- W Łęcznej mam akademię piłkarską, gdzie prowadzimy zajęcia. W wielu miastach mam ogromny problem z wynajmowaniem boisk czy hali. To bardzo trudne. Chciałbym mieć w jakiś sposób wpływ na to wszystko. Żeby dzieci miały gdzie trenować. Żeby nie było stresu tym, czy ktoś mi wynajmie halę czy nie - tłumaczy swoją decyzję Arkadiusz Onyszko. Emerytowany już piłkarz dawniej strzegł bramki - klubowej czy reprezentacji Polski. Teraz zaatakuje... wyborcze listy. A dokładniej listy do rady powiatu łęczyńskiego.
Doświadczenie z Danii
Dwukrotny reprezentant Polski będzie kandydować z list jednej z największych partii w Polsce. Tej o dość konserwatywnych poglądach, ale szczycącej się programami socjalnymi. - Mam dobry kontakt z wojewodą lubelskim, bo wcześniej pomagał mi z organizacją turnieju o Puchar Małego Polaka. Podczas luźnej rozmowy zapytał mnie, czy nie chciałbym kandydować z list PiS-u - wyjaśnia Onyszko. - Wiedzieli, że mam tam akademię i dosyć mocno działam na tym terenie.

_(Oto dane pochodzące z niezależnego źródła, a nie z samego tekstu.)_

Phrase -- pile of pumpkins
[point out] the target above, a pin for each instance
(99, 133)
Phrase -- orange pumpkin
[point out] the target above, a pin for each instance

Były już piłkarz tłumaczy nam, że to swobodna współpraca. - Nie jestem członkiem tej partii - wyjaśnia Onyszko. - Startuję po prostu z jej listy, bo popieram jej ideologię i zmiany socjalne, które wprowadza. Są mi bardzo bliskie, ze względu na to, że przez 11 lat przebywałem poza granicami kraju w Danii, jednym z najbogatszych i najbardziej socjalnych państw. Tam już ich doświadczyłem.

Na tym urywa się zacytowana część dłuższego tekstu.